Via A New Kind of Book

6 COMMENTS

  1. Great thoughts, indeed, on an important topic, and one on which conclusions or accepted practice are yet to be established. I must admit, though, my first thought, on seeing the word “millet” is the confessional organization and administrative system of the Ottoman empire!

  2. Great post, thank you.

    We can actually produce pretty smart indexes now. For those publishers following a true XML book production workflow, rather than converting direct from InDesign to Epub, there are options to prepare embedded indexes. This in theory enables the index list to be properly hyperlinked, i.e. the reader is taken to the precise content location, not just the vague page area. It’s a new way of working but it has some great benefits in the production process too and helps in content reporpusing.

    I like your ideas about unifying search and the index too – with some smart thinking we could unleash some really user friendly navigation aids.

  3. Your idea for ebook indexing is interesting but you are thinking in terms of accessing the words in the text not the ideas. The index is more than a word search function.
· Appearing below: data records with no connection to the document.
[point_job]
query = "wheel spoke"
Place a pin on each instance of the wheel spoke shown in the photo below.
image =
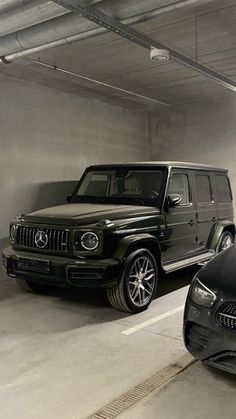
(148, 278)
(140, 297)
(141, 281)
(136, 293)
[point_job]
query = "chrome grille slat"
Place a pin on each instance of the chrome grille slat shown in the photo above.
(58, 239)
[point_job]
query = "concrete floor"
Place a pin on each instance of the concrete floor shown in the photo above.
(64, 356)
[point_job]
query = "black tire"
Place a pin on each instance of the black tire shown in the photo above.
(226, 241)
(31, 286)
(122, 295)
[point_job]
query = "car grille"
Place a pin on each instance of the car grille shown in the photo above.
(57, 239)
(226, 316)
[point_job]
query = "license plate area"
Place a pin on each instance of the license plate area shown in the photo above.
(32, 265)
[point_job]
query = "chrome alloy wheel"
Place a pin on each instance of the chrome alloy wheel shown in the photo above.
(141, 281)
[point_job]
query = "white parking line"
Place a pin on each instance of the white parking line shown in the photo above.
(151, 321)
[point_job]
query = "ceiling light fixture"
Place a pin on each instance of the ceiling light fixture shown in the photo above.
(161, 55)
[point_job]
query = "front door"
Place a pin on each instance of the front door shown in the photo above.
(180, 230)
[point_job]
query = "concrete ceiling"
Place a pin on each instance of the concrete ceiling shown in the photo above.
(207, 34)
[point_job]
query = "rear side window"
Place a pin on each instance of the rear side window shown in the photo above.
(203, 186)
(223, 189)
(179, 185)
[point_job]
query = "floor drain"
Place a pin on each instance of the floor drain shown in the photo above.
(119, 405)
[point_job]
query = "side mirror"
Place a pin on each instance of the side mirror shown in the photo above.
(174, 200)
A good indexer points to the topics being discussed that are not explicitly named within the text. This is the problem with embedded indexing. One solution, as is done in legal documents, is to number each paragraph and use that as the locator. In this system, either the discussion of that topic begins here, or the term you are looking for, is found in this paragraph.

  4. Peter,
    These are some great thoughts on eBook indexing.
    My only fear is that it is going to take forever (if at all) for the various eBook device manufacturers to add the proper functionality in order to support these ideas.

    But I think you are really on to something here. And this discussion should absolutely continue, but on a much larger scale.